Esa pedagogía del silencio ilumina, con particular nitidez, el estilo político de Rocío Nahle, gobernadora de Veracruz. En un Estado fragmentado, diverso y saturado de tensiones, la discreción no es una cortesía del poder: es un dispositivo de estabilidad. A fin de cuentas, “en boca cerrada no entran moscas”, pero, con todo y la conveniencia de hacerlo así, esa actitud ayuda también a que se multipliquen las contradicciones que terminan por devorar a la persona que gobierna.
Desafortunadamente para quien gobierna, todo liderazgo está condenado a hablar. Y cuando la palabra no es el resultado de la reflexión, sino la respuesta defensiva al desgaste, entonces surge el problema. A veces la mandataria, empujada por la presión y el orgullo, rompe la antigua advertencia de Lincoln: es preferible el silencio que deja dudas, a la explicación que las confirma. Pero cuidado, en ese punto, la voz ya no cohesiona: erosiona.
La filosofía ofrece una regla simple: antes de exponer una visión, hay que tenerla clara. De lo contrario, la política se vuelve parodia de sí misma.
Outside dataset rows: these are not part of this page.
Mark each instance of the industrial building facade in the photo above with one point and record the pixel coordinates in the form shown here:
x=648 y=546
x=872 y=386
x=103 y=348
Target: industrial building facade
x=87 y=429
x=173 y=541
Reformar después de hablar, es como enviar a un boxeador al ring con un brazo atado y, tras el desastre, culpar al boxeo por su rigor. El discurso de gobierno exige concordancia entre lo que se anuncia y lo que se hace. La secuencia invertida solo exhibe improvisación y falta de visión constructiva. De allí que el aparato comunicacional de Nahle no sea solo ineficiente: es una estructura débil que no percibe sus propios vacíos; un mecanismo que no sabe que no sabe.
Y así emerge la pregunta central: ¿cuál es el diseño de Estado que guía a la gobernadora? No es un asunto de adivinación, sino de transparencia. La autoridad política se sostiene en la inteligibilidad del proyecto, incluso -y sobre todo- para quienes lo critican. Administrar no basta; hay que orientar, dotar de dirección, fijar un horizonte reconocible, y siempre pensar en que debe haber metas tangibles. Y surge otra pregunta quisquillosa: ¿Hay en el poder ejecutivo un Plan Estatal de Desarrollo, es decir un Plan Veracruzano de Desarrollo?, o el documento que se guarda empolvado en un cajón o librero, y que quizá lleve ese nombre, es sólo un simple volumen de rollos autocomplacientes para hacer sentir que se lleva un rumbo en el Palacio de Gobierno.
Esta reflexión no pretende condenar a Rocío Nahle, sino recuperar una enseñanza elemental: el poder no se construye a gritos, sino en el equilibrio entre callar y decir. El silencio permite pensar; y la función de la palabra es la de ayudar a persuadir. Sólo cuando una gobernante comprende esa proporción, el ruido del poder cede su lugar a la arquitectura del Estado. Allí comienza la autoridad verdadera, siempre y cuando, esa autoridad busque el bien común.